Needless to say that I was not the only one that could see the glitches in the system, the reason why after years of development we can be now proud of a new system implemented by AI that computes everything way faster. But the story behind it is not that simple, so let’s go back in time for a second to the first attempt of optimising this process.

Back in ‘69 there was this German mathematician called Volker Strassen who stunned the mathematical world. He found an innovative way of computing two by two matrices. We all know that the standard way means multiplying row by column element wise, but this guy found that the steps involved are too many, so he came up with a new approach that involves only 7 steps instead of the standard 8 steps. Maybe, it seems quite trivial now, but at that point in time when the mathematical world was still emerging it meant a huge step towards what followed later on.
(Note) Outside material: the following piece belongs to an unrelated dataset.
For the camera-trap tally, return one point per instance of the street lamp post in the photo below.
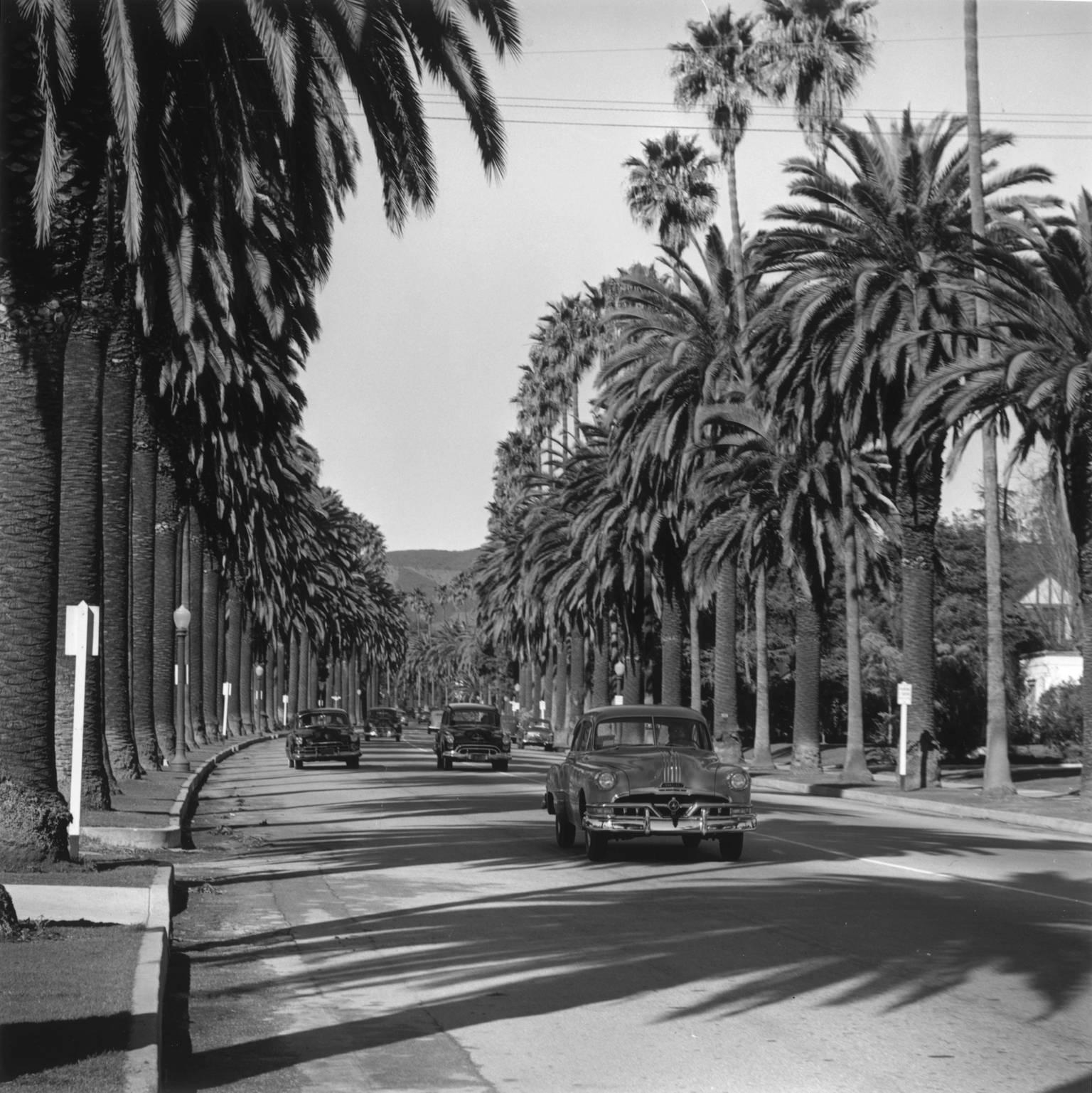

Also, in order to grasp better why this is a way more efficient approach, you should visualise everything from the perspective of a computer, namely in any programming language subtraction and addition are way more time efficient than multiplication.

Back in the day, this discovery represented an incentive for one of the researcher scientists at Google DeepMind to work further in order to find an answer to the question: "Is there any way to develop this algorithm even further? ”. Hence, AlphaTensor comes into play.
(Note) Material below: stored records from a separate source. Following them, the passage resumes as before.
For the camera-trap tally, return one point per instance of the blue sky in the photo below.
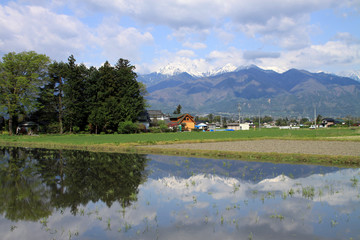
(195, 35)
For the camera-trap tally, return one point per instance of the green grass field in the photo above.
(153, 138)
(131, 143)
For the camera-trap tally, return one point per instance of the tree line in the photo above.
(66, 96)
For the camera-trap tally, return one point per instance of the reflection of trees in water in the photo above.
(22, 194)
(72, 178)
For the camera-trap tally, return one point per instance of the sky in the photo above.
(199, 35)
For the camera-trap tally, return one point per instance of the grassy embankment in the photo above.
(133, 143)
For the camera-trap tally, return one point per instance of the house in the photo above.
(156, 115)
(144, 119)
(233, 126)
(244, 126)
(237, 126)
(202, 126)
(185, 120)
(212, 126)
(327, 122)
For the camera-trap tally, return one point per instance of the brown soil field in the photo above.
(334, 148)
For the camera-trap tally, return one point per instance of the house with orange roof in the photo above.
(185, 120)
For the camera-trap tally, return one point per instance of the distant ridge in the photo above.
(291, 93)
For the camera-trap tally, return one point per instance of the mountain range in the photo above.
(294, 93)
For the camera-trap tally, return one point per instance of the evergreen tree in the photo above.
(51, 98)
(21, 76)
(118, 96)
(75, 113)
(178, 110)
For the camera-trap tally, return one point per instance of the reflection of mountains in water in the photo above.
(185, 167)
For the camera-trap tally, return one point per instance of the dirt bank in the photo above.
(333, 148)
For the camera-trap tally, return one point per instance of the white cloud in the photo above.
(25, 28)
(116, 41)
(194, 45)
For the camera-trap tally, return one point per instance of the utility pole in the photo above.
(239, 108)
(315, 116)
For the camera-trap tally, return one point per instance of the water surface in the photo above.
(52, 194)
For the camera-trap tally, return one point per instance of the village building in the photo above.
(156, 115)
(237, 126)
(184, 121)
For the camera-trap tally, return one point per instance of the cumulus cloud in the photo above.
(117, 41)
(194, 45)
(25, 28)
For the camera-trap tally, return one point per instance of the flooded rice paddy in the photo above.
(52, 194)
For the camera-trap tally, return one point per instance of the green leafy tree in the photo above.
(21, 76)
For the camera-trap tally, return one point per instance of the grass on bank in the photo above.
(352, 134)
(132, 143)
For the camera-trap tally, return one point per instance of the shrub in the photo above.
(76, 129)
(155, 130)
(127, 127)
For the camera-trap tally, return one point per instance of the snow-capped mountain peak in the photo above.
(351, 74)
(172, 69)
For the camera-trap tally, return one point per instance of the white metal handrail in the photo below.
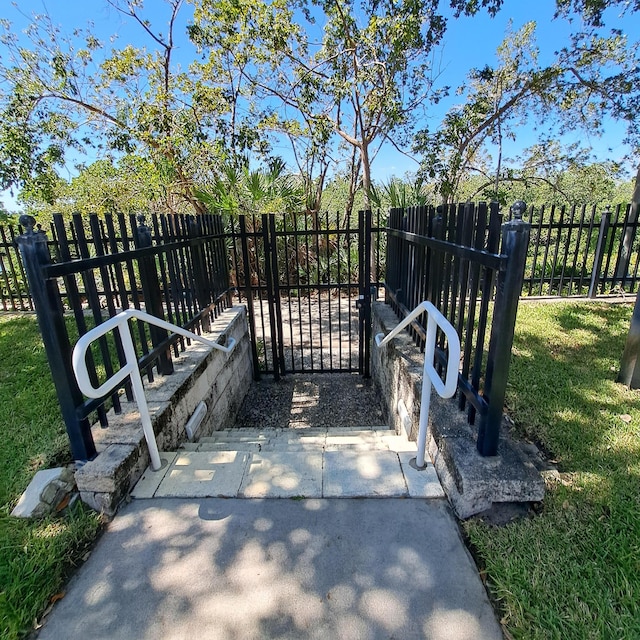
(130, 368)
(445, 389)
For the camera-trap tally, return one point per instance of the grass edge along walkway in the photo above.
(36, 557)
(573, 570)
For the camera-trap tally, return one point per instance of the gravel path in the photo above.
(312, 400)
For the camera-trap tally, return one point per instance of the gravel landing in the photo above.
(312, 400)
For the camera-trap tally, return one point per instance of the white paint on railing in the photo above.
(130, 368)
(445, 389)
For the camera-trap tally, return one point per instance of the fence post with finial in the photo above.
(515, 242)
(152, 293)
(46, 298)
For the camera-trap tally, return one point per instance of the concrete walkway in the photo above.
(308, 535)
(238, 569)
(293, 463)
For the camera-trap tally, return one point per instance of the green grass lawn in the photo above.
(35, 557)
(573, 570)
DeepMind is the company behind AlphaZero, a famous AI application designed in order to defeat chess grandmasters and legends in the game of Go.AlphaTensor is an AI system based on AlphaZero, wherein the tensor-decomposition problem is converted into a single-player game .AlphaTensor is trained to find efficient ways to win the game. As any machine learning tool, AlphaTensor had no previous knowledge about matrix multiplication algorithms, but playing the game over and over again and learning from the outcomes, it slowly improved. Up to this day ,AlphaTensor discovered thousands of matrix-multiplication algorithms, one of them defeating even the efficiency of Strassen’s 50-year-old algorithm for multiplying 4 by 4 matrices.
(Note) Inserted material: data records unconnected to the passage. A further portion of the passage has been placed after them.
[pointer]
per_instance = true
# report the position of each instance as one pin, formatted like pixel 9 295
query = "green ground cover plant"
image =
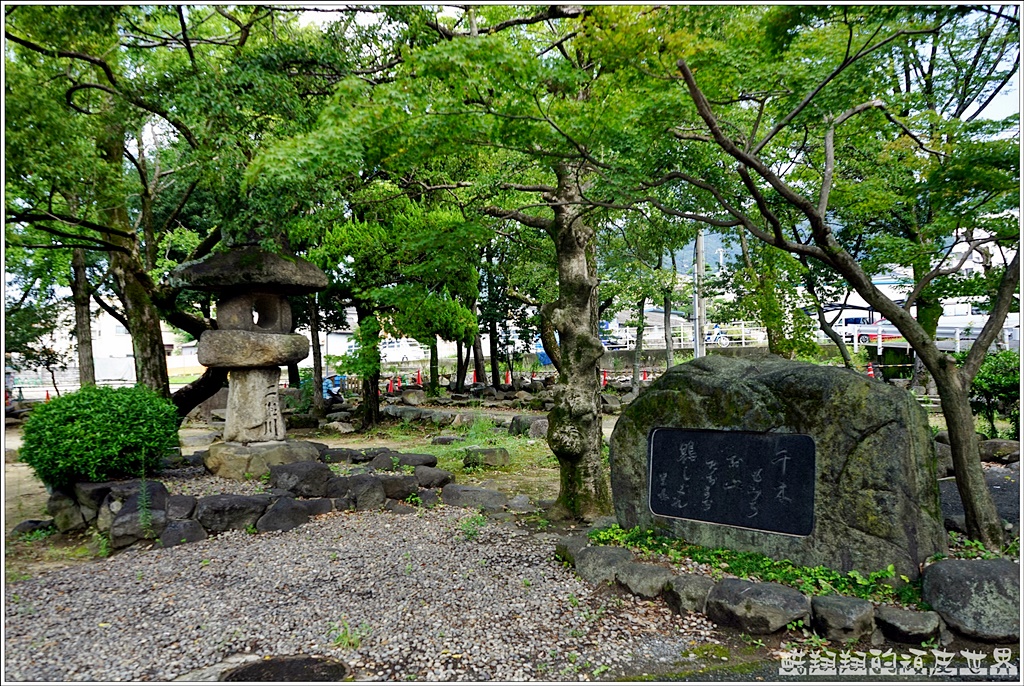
pixel 816 581
pixel 99 434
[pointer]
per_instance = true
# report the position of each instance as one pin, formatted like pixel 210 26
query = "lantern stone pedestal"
pixel 252 342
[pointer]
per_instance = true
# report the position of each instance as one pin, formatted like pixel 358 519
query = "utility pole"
pixel 698 308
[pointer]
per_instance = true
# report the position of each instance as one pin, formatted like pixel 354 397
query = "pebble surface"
pixel 397 597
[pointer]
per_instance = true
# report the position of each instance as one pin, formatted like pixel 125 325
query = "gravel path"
pixel 412 595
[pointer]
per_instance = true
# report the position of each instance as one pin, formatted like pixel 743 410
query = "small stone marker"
pixel 865 468
pixel 754 480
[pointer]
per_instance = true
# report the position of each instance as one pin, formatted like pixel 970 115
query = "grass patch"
pixel 532 469
pixel 819 581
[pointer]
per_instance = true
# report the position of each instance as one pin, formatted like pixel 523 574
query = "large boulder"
pixel 306 479
pixel 359 491
pixel 133 511
pixel 996 449
pixel 474 498
pixel 398 486
pixel 688 593
pixel 876 496
pixel 66 512
pixel 220 513
pixel 181 531
pixel 977 598
pixel 431 477
pixel 841 618
pixel 241 462
pixel 284 515
pixel 907 626
pixel 485 457
pixel 417 460
pixel 646 581
pixel 756 608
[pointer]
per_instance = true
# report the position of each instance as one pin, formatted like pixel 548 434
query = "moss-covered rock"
pixel 876 494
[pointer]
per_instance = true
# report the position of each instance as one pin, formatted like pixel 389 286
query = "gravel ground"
pixel 395 596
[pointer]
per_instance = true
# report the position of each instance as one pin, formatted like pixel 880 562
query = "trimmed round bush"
pixel 98 434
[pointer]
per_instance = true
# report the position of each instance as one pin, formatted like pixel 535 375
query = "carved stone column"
pixel 252 342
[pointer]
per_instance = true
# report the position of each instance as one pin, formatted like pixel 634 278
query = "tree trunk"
pixel 371 379
pixel 143 324
pixel 434 382
pixel 496 372
pixel 638 347
pixel 83 320
pixel 133 281
pixel 550 342
pixel 983 521
pixel 669 353
pixel 317 389
pixel 187 397
pixel 574 423
pixel 481 373
pixel 461 367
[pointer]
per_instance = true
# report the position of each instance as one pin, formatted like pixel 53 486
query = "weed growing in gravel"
pixel 102 542
pixel 470 526
pixel 817 581
pixel 145 509
pixel 13 576
pixel 38 534
pixel 344 636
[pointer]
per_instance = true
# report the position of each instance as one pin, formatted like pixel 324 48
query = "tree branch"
pixel 111 310
pixel 1004 298
pixel 525 219
pixel 27 217
pixel 184 36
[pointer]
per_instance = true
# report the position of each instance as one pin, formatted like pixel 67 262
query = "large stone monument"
pixel 708 446
pixel 252 341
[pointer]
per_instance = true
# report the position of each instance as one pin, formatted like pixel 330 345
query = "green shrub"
pixel 98 434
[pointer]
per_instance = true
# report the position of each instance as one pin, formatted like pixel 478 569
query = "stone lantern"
pixel 252 341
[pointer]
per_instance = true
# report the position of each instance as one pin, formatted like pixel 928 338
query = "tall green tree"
pixel 150 117
pixel 839 119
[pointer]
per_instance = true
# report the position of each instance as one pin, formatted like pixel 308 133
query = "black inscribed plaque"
pixel 756 480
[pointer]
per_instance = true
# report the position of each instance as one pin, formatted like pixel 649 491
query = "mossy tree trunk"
pixel 574 422
pixel 83 320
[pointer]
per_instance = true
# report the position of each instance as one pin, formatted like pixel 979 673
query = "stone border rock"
pixel 128 512
pixel 760 608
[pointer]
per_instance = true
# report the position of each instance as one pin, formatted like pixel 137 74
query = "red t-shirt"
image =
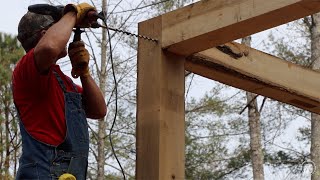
pixel 40 100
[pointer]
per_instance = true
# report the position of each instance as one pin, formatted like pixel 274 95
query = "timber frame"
pixel 198 38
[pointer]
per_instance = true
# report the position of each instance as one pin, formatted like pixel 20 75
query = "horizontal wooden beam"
pixel 209 23
pixel 255 71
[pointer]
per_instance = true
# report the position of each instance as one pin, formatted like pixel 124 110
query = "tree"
pixel 10 53
pixel 255 130
pixel 315 118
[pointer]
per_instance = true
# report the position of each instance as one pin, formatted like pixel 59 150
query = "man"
pixel 52 109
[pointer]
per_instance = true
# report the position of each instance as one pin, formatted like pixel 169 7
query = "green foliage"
pixel 10 53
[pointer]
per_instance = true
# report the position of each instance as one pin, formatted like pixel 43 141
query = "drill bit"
pixel 131 34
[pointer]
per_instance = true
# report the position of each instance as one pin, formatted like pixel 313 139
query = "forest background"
pixel 230 134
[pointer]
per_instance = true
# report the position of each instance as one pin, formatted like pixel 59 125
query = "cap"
pixel 31 23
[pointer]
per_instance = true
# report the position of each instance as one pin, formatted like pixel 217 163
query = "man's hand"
pixel 83 21
pixel 79 57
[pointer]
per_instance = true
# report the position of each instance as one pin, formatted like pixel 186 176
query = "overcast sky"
pixel 10 13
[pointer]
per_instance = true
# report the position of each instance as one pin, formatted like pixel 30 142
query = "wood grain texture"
pixel 260 73
pixel 160 109
pixel 209 23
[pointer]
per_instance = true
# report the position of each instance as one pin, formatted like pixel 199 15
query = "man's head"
pixel 31 27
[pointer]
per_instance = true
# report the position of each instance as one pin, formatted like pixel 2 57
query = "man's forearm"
pixel 93 98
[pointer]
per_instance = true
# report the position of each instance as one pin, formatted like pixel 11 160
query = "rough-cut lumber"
pixel 252 70
pixel 209 23
pixel 160 109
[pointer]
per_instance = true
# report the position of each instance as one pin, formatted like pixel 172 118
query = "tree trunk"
pixel 255 130
pixel 102 124
pixel 315 118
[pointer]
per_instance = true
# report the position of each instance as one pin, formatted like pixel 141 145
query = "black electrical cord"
pixel 116 98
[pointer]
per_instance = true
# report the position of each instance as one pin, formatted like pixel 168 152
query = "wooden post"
pixel 160 109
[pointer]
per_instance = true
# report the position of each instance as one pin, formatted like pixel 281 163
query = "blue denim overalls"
pixel 41 161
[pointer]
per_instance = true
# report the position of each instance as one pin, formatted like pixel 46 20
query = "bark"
pixel 255 130
pixel 315 118
pixel 102 84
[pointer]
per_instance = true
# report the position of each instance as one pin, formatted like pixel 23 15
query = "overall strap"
pixel 60 81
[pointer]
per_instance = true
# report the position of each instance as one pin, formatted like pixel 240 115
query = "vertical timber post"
pixel 160 109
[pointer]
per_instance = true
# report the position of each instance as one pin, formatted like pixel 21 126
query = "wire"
pixel 153 4
pixel 116 98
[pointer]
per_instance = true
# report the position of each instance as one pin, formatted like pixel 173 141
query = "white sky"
pixel 12 10
pixel 10 13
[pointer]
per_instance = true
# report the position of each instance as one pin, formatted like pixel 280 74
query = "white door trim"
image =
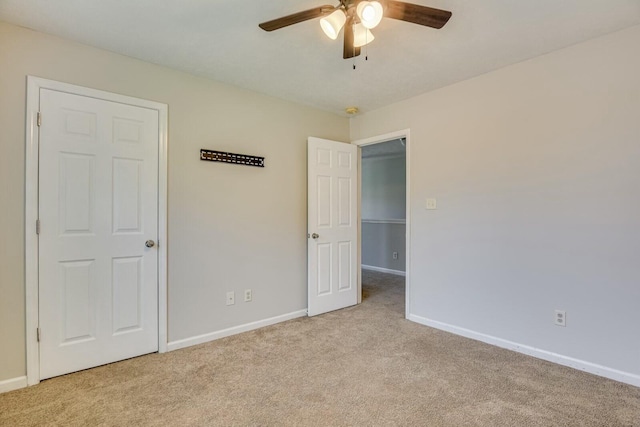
pixel 404 133
pixel 34 84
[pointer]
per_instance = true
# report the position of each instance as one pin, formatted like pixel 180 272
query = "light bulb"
pixel 332 24
pixel 370 13
pixel 361 36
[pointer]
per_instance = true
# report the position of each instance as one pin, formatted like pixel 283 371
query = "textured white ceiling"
pixel 220 39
In order to grasp the metamorphosis of these tensors, I will briefly describe how this whole process of decomposing tensors actually works. The game commence with a matrix multiplication tensor 𝓣n (green box) which is converted in the red box by rotating the axes of the reference frame attached to it. In every step of the game, the agent uses a tree-based search algorithm led by the neural network to pick the following move, corresponding to constructing blocks u, v and w. The state of the game alters after each step (lighter red boxes). The target is to “unlock” the zero tensor in the smallest number of steps. Hence, repeatedly doing this, the AlphaTensor actually learns from previous implementations, improving the process of multiplying matrices bit by bit, leading towards a so-called “algorithmic breakthrough”.

To conclude, I assume that in a few years most of the classic mathematical algorithms that nowadays are quite cumbersome to process will be improved by means of machine learning. You know, just thinking about a time when all the classic algorithms will be a hundred times faster seems like light-years away, but that time is actually closer than you think. But until that moment comes, all we can do is just hope that our all-time struggles with matrix multiplication will soothe day by day.